Грохнула дверь, зеленый коридорный свет вполз в палату.
– Камлюкова, Сибирцева, Мухамедова – на уколы! – громко объявила медсестра.
Проснулись, заворочались все. Светловолосая соседка налила себе из термоса ароматный напиток («Может, шиповник?» – предположила Эльза), выглотала его и повернулась на другой бок.
Вернулись с уколов.
– Из девятой палаты одна пятимесячного рожает. Ночью привезли, – тут же шепотом сообщила словоохотливая Камлюкова.
«Вот откуда эти стоны», – подумала Эльза.
Палата снова погрузилась в сон.
«Какая у меня жизнь… Отец со своими синеглазками. Похотливый Чуня. Отрезать бы ему причиндалы бараньими ножницами, как пытались Распутину. Вот кто заслужил. Гад, мерзость!.. А тетя Валя… Что эта врачиха говорила – может не быть больше детей?.. Какое мне дело до короедов… Не хочу… Ничего не хочу… Господи, господи…»
Эльза повторяла про себя облегчающее, целительное слово, принесшее ей днем, под врачихиной садистской пыткой, желанное забытье: «Господи…»
Эльзе захотелось, не таясь, стонать от накатившей тоски, боли и горя. От жалости к себе, непутевой, обреченной на муки девчонке. От того, что ее грубо, зло, равнодушно расковыряли, будто булку с изюмом; выбросили живую плоть на помойку; от того, что останется она теперь одна-одинешенька на всем свете. Уж врачиха постаралась на славу.
В предрассветных сумерках она вспомнила мать и ее разговоры о своем рождении. Мать нежно румянилась, рассказывая о тех удивительных днях.
Эльза была у них с отцом поздним ребенком, настолько поздним, что они ее ждать перестали. Отцу в год ее рождения было пятьдесят два года, а матери – сорок четыре. Но пришло их запоздавшее счастье. Мать решила, узнав, что беременна, весь срок пролежать на сохранении. Это ей стоило увольнения с работы и декретных денег. После рождения ненаглядной девочки их семья вела полуголодное существование. Отец работал за троих – и в театре, и в ресторанах. Наверное, с тех самых пор начались регулярные сбои в жизни отца: он время от времени стал выпивать с друзьями, поздно возвращался домой. Деньги из семьи утекали.
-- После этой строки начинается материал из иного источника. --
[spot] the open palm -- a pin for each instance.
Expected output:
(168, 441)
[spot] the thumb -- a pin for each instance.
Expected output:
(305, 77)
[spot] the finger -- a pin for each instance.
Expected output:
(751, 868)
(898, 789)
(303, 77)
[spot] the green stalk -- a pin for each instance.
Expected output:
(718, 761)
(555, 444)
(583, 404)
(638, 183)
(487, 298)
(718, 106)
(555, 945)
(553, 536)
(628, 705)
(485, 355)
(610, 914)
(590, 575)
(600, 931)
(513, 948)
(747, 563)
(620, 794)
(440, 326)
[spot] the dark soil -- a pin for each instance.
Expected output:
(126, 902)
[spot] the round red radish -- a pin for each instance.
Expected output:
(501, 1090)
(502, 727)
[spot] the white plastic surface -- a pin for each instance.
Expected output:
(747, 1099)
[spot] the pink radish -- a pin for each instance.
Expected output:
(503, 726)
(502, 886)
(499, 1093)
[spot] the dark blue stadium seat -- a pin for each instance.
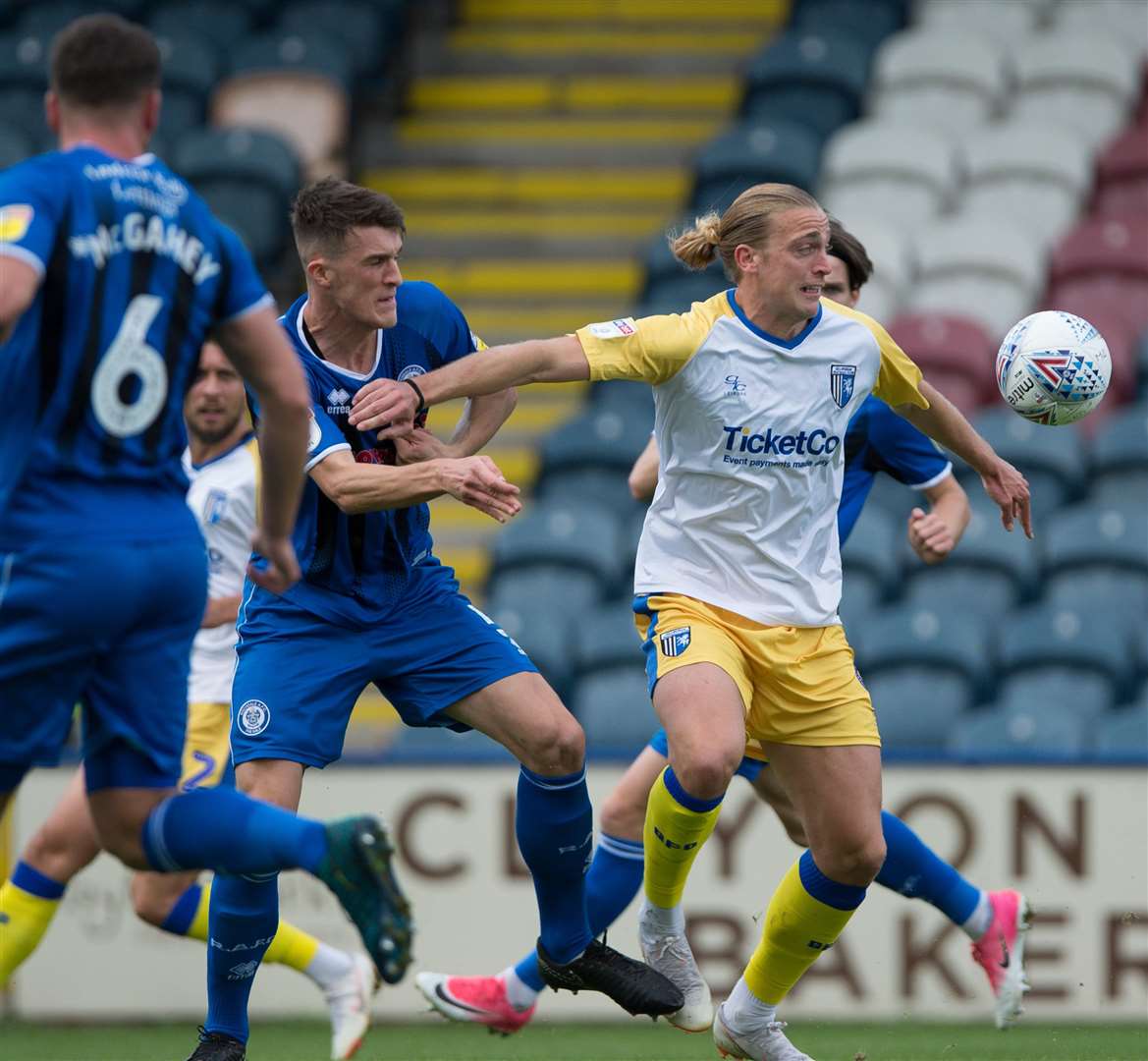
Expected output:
(222, 21)
(15, 144)
(357, 26)
(869, 21)
(1033, 448)
(925, 638)
(1122, 735)
(1096, 537)
(614, 709)
(1054, 640)
(252, 210)
(819, 68)
(249, 155)
(314, 52)
(1120, 456)
(751, 154)
(870, 551)
(584, 537)
(1086, 692)
(989, 736)
(678, 294)
(917, 706)
(602, 437)
(606, 638)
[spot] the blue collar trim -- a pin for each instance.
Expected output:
(786, 344)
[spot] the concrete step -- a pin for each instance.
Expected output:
(530, 94)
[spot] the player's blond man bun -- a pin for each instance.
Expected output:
(745, 222)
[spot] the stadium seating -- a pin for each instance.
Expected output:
(1065, 641)
(916, 707)
(904, 175)
(814, 77)
(945, 80)
(994, 736)
(753, 154)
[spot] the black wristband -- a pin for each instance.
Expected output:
(422, 401)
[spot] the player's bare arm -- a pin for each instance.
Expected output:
(394, 405)
(476, 426)
(933, 534)
(221, 610)
(19, 285)
(944, 422)
(256, 345)
(359, 488)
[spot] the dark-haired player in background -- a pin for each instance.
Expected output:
(111, 273)
(375, 605)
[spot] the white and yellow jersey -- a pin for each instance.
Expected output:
(749, 432)
(223, 495)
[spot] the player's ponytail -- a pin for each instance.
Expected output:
(746, 221)
(697, 246)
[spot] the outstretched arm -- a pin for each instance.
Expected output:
(933, 534)
(944, 422)
(388, 407)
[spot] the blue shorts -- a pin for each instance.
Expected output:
(299, 677)
(109, 628)
(747, 768)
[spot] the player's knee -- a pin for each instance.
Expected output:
(623, 817)
(708, 773)
(555, 746)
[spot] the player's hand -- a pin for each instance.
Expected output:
(386, 407)
(279, 570)
(420, 444)
(477, 482)
(930, 536)
(1010, 489)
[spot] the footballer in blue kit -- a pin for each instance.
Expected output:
(114, 273)
(375, 605)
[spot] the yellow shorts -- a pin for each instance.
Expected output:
(799, 684)
(207, 746)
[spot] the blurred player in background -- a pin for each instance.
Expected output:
(114, 272)
(875, 440)
(375, 604)
(738, 571)
(222, 463)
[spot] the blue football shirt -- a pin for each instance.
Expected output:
(357, 567)
(136, 273)
(878, 440)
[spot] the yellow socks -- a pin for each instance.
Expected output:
(28, 900)
(805, 917)
(291, 946)
(677, 825)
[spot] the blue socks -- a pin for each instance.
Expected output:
(244, 920)
(912, 869)
(224, 830)
(613, 881)
(555, 829)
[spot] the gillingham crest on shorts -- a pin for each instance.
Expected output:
(675, 642)
(252, 718)
(842, 379)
Это уже на памяти Эльзы. Мать корила отца безнадежно, незло, и он огрызался. В общем, детство Эльзы окрашено в сиреневые тона родительских скандальчиков, гитарные переливы и запахи воскресных маминых блинов. Что бы ни случилось, всегда мать в час дружбы или минуту отчуждения жарила свои фирменные блины – тонкие, тающие во рту со скоростью мягкого мороженого.
Эльзе старались дать все, что могли: учили играть на фортепиано, купили доберман-пинчера Раймонду, доставали через знакомых редкие книги, раза три возили отдыхать на море. Когда Эльза подросла, мать начала пасти ее: лезла во все дела, совала нос во все дырки.
Эльза злилась, но ничего не могла поделать. Она не умела найти с матерью общий язык, мать тоже не могла и не умела. Только вот в ту, прошлую весну начала прокладывать шаткие мостки между ними – рассказами о прожитой жизни, о Токмаковом переулке, молодом отце, собственной юности.